University of Maryland Medical Center in west Baltimore also provides inpatient neurology with full neuro-intensive care, but is primarily a referral destination for the most unstable patients or those needing procedures like lumbar puncture or continuous monitoring in a dedicated neurointensive care unit. For a patient admitted to Sinai with acute stroke or seizure, the department's neurologists manage care directly; transfer occurs only when capability limits are reached.

For outpatient follow-up or chronic neurological conditions (migraine, Parkinson disease, peripheral neuropathy), Sinai does not house community neurology clinics. Discharged patients must arrange separate outpatient appointments with private practitioners or community health centers that employ neurologists.

Who Fits This Service and Who Does Not

Sinai inpatient neurology suits patients with acute neurological crises admitted to the hospital: stroke, seizure, meningitis, encephalitis, post-operative neurological complications, or acute weakness. Anyone arriving at Sinai's ER with sudden neurological symptoms will be evaluated and either admitted to Sinai or transferred based on clinical need. Family members should expect that a neurologist will see the patient within 24 hours of hospital arrival; urgent presentations (acute stroke, status epilepticus) are evaluated within minutes.

This service does not fit patients seeking routine outpatient neurological care, medication refills, or continuity visits. Someone in Baltimore with chronic migraines or stable Parkinson disease needs a community neurologist or an outpatient clinic, not an inpatient hospital department. Patients already receiving outpatient neurology care elsewhere should not expect Sinai to provide that ongoing care unless hospitalization is medically necessary.

What a Hospital Neurology Consultation Involves

When a hospitalized patient develops neurological symptoms, the attending physician or nursing staff pages the neurology consultation team. A neurologist arrives to perform a detailed bedside examination (mental status, cranial nerves, motor and sensory function, reflexes, gait if safe). The examination typically takes 20 to 45 minutes depending on complexity. The neurologist may order lab work, imaging (CT or MRI brain), or testing (EEG, ultrasound of blood vessels). A note is documented in the patient's chart, recommendations are given to the primary team, and follow-up visits continue daily if the patient remains hospitalized.

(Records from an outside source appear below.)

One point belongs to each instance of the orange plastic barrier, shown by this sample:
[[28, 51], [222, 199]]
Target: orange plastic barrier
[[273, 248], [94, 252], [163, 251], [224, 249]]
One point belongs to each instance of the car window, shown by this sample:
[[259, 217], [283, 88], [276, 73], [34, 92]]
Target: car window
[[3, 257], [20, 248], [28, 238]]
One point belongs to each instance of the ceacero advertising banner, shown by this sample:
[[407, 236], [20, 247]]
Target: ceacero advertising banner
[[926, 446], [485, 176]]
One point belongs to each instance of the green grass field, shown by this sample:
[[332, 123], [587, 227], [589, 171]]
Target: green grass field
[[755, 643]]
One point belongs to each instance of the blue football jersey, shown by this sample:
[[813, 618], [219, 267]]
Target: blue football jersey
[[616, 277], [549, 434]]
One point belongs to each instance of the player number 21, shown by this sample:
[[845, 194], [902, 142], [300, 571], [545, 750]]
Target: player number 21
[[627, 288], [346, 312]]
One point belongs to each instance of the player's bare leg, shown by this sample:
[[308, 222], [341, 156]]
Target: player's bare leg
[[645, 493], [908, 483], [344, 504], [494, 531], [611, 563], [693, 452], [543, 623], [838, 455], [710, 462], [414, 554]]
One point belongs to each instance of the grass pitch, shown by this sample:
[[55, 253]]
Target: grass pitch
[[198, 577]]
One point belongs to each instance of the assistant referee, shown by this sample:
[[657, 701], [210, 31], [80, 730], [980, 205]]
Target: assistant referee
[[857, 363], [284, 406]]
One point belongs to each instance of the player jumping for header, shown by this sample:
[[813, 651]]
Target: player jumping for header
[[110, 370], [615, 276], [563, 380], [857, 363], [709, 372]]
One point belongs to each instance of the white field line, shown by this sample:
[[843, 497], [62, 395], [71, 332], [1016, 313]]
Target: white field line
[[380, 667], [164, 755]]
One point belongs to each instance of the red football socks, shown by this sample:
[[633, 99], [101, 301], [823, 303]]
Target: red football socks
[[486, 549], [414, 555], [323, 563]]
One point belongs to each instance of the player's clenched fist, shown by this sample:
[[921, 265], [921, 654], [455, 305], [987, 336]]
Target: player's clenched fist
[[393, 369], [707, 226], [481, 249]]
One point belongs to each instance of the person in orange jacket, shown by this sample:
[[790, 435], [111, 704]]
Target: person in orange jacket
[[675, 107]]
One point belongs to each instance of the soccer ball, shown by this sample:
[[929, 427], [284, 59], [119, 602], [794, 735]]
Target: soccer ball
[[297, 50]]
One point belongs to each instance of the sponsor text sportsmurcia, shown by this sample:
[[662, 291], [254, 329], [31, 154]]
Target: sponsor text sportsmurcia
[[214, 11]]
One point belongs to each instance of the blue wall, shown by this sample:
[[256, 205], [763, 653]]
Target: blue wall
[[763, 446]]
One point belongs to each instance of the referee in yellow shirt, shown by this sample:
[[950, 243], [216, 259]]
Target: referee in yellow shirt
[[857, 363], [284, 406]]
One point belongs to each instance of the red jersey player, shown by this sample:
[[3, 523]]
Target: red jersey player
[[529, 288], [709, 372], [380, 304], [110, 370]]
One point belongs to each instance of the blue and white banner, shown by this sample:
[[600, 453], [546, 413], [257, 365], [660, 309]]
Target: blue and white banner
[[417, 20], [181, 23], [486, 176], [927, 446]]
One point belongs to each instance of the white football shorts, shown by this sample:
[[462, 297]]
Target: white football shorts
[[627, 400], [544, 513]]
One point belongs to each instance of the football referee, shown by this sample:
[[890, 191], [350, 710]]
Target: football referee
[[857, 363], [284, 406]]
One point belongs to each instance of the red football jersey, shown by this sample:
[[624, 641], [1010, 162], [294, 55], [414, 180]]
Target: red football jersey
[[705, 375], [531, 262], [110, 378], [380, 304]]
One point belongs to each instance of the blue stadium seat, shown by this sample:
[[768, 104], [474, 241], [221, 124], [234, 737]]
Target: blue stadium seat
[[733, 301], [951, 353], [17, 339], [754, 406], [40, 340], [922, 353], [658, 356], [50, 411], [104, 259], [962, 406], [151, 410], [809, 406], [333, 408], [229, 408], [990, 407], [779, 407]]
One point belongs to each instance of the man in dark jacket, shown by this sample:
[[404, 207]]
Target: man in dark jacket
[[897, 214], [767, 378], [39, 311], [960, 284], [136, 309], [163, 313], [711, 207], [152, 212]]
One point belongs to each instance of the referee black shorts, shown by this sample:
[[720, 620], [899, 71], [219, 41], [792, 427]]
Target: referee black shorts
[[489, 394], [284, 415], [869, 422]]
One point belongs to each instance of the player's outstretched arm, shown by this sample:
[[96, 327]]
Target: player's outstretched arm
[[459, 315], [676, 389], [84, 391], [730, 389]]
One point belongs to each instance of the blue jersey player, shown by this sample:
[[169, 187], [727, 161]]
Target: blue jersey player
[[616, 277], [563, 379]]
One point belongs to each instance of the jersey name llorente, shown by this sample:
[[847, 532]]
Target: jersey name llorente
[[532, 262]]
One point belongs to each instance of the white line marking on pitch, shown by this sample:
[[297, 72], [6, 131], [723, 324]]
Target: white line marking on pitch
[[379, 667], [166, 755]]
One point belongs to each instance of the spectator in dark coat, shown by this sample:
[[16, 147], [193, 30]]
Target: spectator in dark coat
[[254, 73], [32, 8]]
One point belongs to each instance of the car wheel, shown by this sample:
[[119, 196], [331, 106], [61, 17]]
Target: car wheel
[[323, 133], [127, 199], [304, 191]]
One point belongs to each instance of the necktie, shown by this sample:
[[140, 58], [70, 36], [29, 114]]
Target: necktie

For acute stroke, the timeline is compressed. If a patient arrives within the treatment window (typically 3 to 4.5 hours of symptom onset), neurology coordinates with the ER to obtain a stat brain CT, confirm the diagnosis, and deliver thrombolytic therapy rapidly. The entire process from ER arrival to drug administration at Sinai averages 45 to 55 minutes under normal conditions.

Hours, Parking, and Access

Sinai Hospital operates its inpatient neurology department 24 hours daily, seven days a week. Neurologists are always on-call; no appointment booking applies. Patients arrive via the ER (open 24/7) or are transferred from other hospital units. Parking is available in two structures adjacent to the main hospital building; ER visitors may use emergency lot parking near the entrance. Standard parking rates are around $3 per hour or $15 for 24 hours in the main garage (confirm current rates with hospital information). The neurology department is located in the main hospital building on the third floor; patients are transported by hospital staff once admitted.

Why This Department Matters in Baltimore

Sinai's inpatient neurology capacity absorbs a substantial volume of acute brain emergencies across northwest Baltimore and surrounding counties, reducing ER wait times at larger tertiary centers and providing same-hospital continuity for patients hospitalized with other conditions who develop neurological complications. Primary Stroke Center certification ensures that Baltimoreans experiencing acute stroke receive time-sensitive intervention without delay.